If there is a decrease in delay from 12 ns to 9 ns due to the improved design, a 95% confidence interval of  $9\pm0.5$  ns would suggest that the actual delay is probably between 8.5 and 9.5 ns. Also, there are doubts about the reliability of this finding since it is stated that power usage dropped from 15 mW to 12 mW without any margin of error, such as  $12\pm0.3$  or  $12\pm0.3$  mW. The research would back up the improved multiplier architecture's practical advantages in WSN applications by showing the statistical reliability of these gains with confidence intervals and error margins, such as  $\pm0.5$  ns for latency and  $\pm0.3$  mW for power.

The results of the simulation show that there have been significant improvements in OMA-WSN. improvements include an average latency 7.56 nanoseconds, area utilization of 98.56 square micrometres, power consumption of 9.87 milliwatts, speed of 160.43 megahertz, energy efficiency of 0.98 picojoules per bit, and adder cell utilization of 47.43%. OMA-WSN reduces latency, spatial demands, power usage, speed, vitality economy, and adder cell utilization, among other purposes. The findings show that the recommended architecture is helpful and feasible for WSN installations.

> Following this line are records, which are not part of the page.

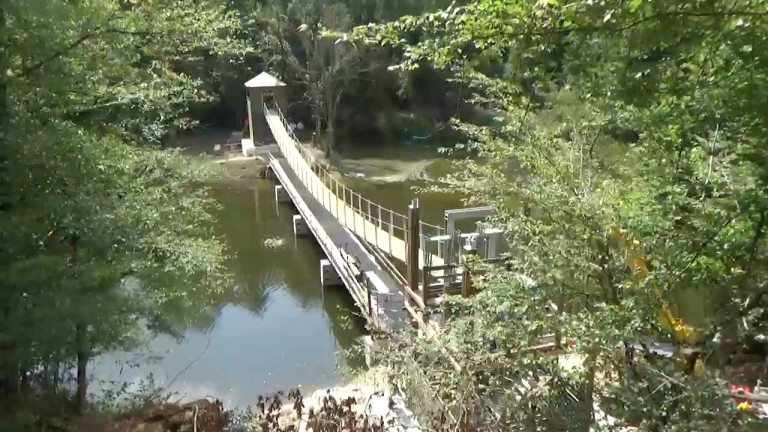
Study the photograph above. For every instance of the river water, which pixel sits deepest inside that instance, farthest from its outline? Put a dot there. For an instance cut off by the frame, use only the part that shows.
(277, 328)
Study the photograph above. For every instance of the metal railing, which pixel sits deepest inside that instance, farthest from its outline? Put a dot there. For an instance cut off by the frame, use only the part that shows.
(349, 267)
(376, 224)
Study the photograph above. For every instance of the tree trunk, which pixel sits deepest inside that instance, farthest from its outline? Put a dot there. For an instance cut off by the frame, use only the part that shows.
(81, 338)
(330, 140)
(82, 363)
(5, 113)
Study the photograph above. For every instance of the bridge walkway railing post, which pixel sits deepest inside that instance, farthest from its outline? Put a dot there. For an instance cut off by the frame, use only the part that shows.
(380, 226)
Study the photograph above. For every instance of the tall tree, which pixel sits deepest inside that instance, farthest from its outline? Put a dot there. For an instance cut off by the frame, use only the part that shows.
(103, 230)
(629, 173)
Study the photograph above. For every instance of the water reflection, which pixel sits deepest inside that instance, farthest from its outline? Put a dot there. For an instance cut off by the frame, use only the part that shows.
(276, 328)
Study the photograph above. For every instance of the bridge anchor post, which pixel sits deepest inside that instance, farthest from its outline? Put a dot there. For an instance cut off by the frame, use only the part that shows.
(328, 274)
(300, 227)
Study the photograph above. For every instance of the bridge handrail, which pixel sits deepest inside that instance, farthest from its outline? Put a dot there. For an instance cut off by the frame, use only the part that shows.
(370, 211)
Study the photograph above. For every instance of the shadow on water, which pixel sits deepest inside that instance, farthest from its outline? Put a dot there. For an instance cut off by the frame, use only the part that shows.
(274, 329)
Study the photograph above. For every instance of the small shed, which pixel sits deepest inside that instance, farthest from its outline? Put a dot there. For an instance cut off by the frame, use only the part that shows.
(263, 89)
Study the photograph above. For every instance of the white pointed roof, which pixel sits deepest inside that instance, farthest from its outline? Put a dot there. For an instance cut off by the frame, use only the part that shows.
(264, 80)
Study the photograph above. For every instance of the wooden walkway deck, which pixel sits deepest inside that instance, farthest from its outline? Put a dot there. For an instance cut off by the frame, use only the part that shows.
(373, 289)
(380, 227)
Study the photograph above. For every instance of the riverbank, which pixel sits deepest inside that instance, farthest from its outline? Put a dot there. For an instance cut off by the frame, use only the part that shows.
(366, 400)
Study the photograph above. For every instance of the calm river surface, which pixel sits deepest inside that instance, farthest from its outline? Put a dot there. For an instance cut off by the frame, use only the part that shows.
(277, 328)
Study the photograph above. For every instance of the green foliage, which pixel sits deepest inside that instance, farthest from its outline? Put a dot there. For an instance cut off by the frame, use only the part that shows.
(630, 140)
(103, 231)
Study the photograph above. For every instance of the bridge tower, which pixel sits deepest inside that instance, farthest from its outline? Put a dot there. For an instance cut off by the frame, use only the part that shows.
(263, 89)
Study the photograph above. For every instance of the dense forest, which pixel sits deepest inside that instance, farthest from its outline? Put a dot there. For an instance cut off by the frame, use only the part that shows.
(622, 145)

In real-world applications, the architecture's scalability is the most important factor, especially in WSNs (Wireless Sensor Networks), where increased network size and complexity can drastically affect performance. With additional nodes, the amount of data created might quickly increase, which could cause transmission congestion and obstacles, ultimately impacting responsiveness. In areas where energy is limited, the rapid drain of batteries is another major worry since adding more nodes increases power consumption. There is a growing need for strong

ways to efficiently manage resources like memory, processing power, and bandwidth to avoid performance degradation. Optimization strategies are crucial to minimize delays, as applications that rely on real-time data processing might be negatively affected by increased latency caused by longer transmission channels and more nodes. Because node failures become more frequent as networks grow, fault tolerance methods are crucial for identifying and resolving faults in a way that does not impact the overall system's functionality. Because changes in network topology can increase the complexity of routing protocols and make it harder to use effective channels for data transmission, scalable routing methods are crucial. Lastly, signal interference is more likely to occur in larger deployments, which lowers communication quality, so interference control techniques like adaptive modulation and frequency hopping should be used. Improving the architecture's scalability in this way will make it more useful for WSN deployments by making it perform well in varied and changing contexts.

#### 5 CONCLUSION

WSNs capture environmental data, making them useful for many applications. Since multipliers and adders enable effective data processing, they affect WSNs. This research addressed WSN multiplier and adder design issues. A possible approach was the Optimized Multiplier Architecture for WSN (OMA-WSN). The proposed strategy reduces latency, increases space utilization, reduces power consumption, and boosts speed and additional cell use.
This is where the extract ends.